The Way Epcot Was Sold: A working community of 20,000
“Everything in Epcot will be dedicated to the happiness of the people who will live, work, and play here.”
The idea was to build high-density apartments surrounding a business center; beyond that would be a greenbelt and recreation area; the outermost rings would be low-density residential streets. There’d be “playgrounds, churches and schools . . . distinctive neigborhoods . . . and footpaths for children going to school” in Disney’s proposed utopia. A multimodal transportation system incorporating surface trains, a monorail, and a “webway people mover” would render automobiles unnecessary, a la Seaside.
Then came the rub: Disney demanded municipal bonding authority, three highway interchanges, and the creation of two municipalities together with an autonomous political district controlled by the company. In effect, Disney wanted his own corporate-controlled state within the state.
Though Disney wouldn’t live to see it, he was granted his Reedy Creek Improvement District, which is still “governed” by a supervisory board “elected” by the landowners -- i.e., the Walt Disney Company.
As described by a former head executive, Reedy Creek, “gave us all the powers of the two counties in which we sit to the exclusion of their exercising any powers, and of course it let us issue bonds. We could do anything the city or county could do.”
Reedy Creek handles its own planning and zoning. It lays out roads and sewer lines, licenses the sale of alcoholic beverages. Building codes? Psh, Reedy Creek employs the building inspectors. It employs its own fire department. Contracts its own eight-hundred-member security force.
But that whole utopian city thing? The enticement that ultimately sealed the deal for the people of Florida?

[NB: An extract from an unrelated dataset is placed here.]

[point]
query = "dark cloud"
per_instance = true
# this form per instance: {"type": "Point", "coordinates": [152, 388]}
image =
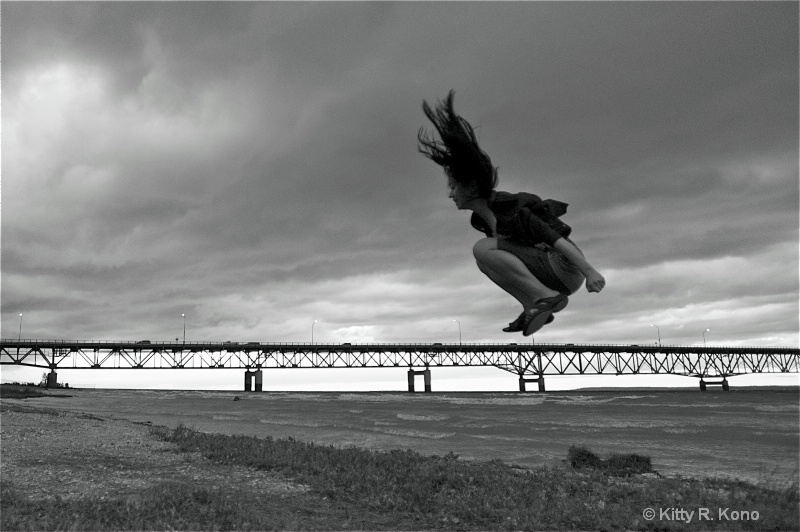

It was all a ruse. The Experimental Prototype Community of Tomorrow was just another theme park. And though more than 55,000 people work in the Reedy Creek Improvement District by day; and though more than 100,000 patronize its stand-alone restaurants, clubs, and theaters every night -- Reedy Creek retains a permanent population of about fifty. Most of whom are company executives or their family members.
Walt Disney demanded and received the powers of a democratically elected government and his corporation ducked the botheration of, you know constituents. Constituents who might challenge Disney’s top-down plans or even vote them out of power. The constitutionality of the arrangement has never been challenged.
“By turning the state of Florida and its statutes into their enabler, “ T.D. Allman writes, “Disney and his successors pioneered a business model based on public subsidy of private profit coupled with corporate immunity from the laws, regulations, and taxes imposed on people that now increasingly characterizes the economy of the United States.”